Re: Naming from Dan Brickley on 2000-05-08 (www-rdf-interest@w3.org from May 2000)

From: Dan Brickley <danbri@w3.org>
Date: Mon, 8 May 2000 13:59:40 -0400 (EDT)
To: Dan Connolly <connolly@w3.org>
cc: www-rdf-interest@w3.org
Message-ID: <Pine.LNX.4.20.0005081043380.27405-100000@tux.w3.org>
On Mon, 8 May 2000, Dan Connolly wrote:

> Dan Brickley wrote:
> > On Mon, 8 May 2000, Godfrey Rust wrote:
> > 
> > > At 09:35 AM 5/8/00 +0100, McBride, Brian wrote:
> > > >What resource does the URI http://www.w3.org/2000/01/rdf-schema# name?
> > > >
> > > >Is it the namespace, the RDF Model, the XML serialization or some abstract
> > > >composition of all of them?
> 
> It identifies
> 	the empty-fragment ("") view of
> 	the resource accessable by (among other mechanisms, such
> 		as proxies, caches, and phoning your neighbor to
> 		ask him to ask him what's available there just now)
> 		HTTP to a host called www.w3.org
> 		using the path /2000/02/rdf-schema
> 
> 
> The term "resource" is pretty much opaque, like the term "point" in
> geometry. Consider:
> 
> 	What point does (10, 15) identify?
> 
> except that URI-space is very much non-euclidean ;-)
> 
> >From a less formal perspective, you can consider URIs as noun phrases;
> they identify a "person, place, or thing".
> 
> > > Or the particular manifestation or format of one of them as it appears at
> > > this location?
> > 
> > Great questions. Here's a meta-question:
> > 
> > Is this a question about the RDF schema namespace URI, about XML namespace
> > URIs generally, or about Web architecture and URI naming in the general
> > case? Unfortunately I don't think theres a clear answer, but I'm inclined
> > towards the latter.
> > 
> > Here's an analogy:
> > 
> >         http://www.w3.org/Icons/WWW/w3c_main
> > 
> > What resource is this? When I dereferenced it just now I got a resource
> > of type image/png.
> 
> Careful; you got an *entity body* of type image/png, not a resource.

In the RDF world, and on my reading of Web architecture, we   can think of
the entity body either as a literal chunk of data, or as a resource for
which we lack (knowledge of) a URI name. I'm inclined to think of it as a
resource, anonymous in the sense of being un-named in this context, but
possessing properties such as sizeInBytes, checksum etc.

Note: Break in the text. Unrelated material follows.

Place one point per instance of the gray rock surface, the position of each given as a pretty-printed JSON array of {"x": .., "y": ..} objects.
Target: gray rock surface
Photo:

So on this view: there are some resources that can provide representations
of themselves as other resources. The resource
http://www.w3.org/Icons/WWW/w3c_main and the resource it emits
[some-unnamed-entity-body] are related, and shouldn't be conflated. If we
want to exchange metadata about the latter, we either get used to talking
about it as a resource, or consider it a "literal", in the RDF sense.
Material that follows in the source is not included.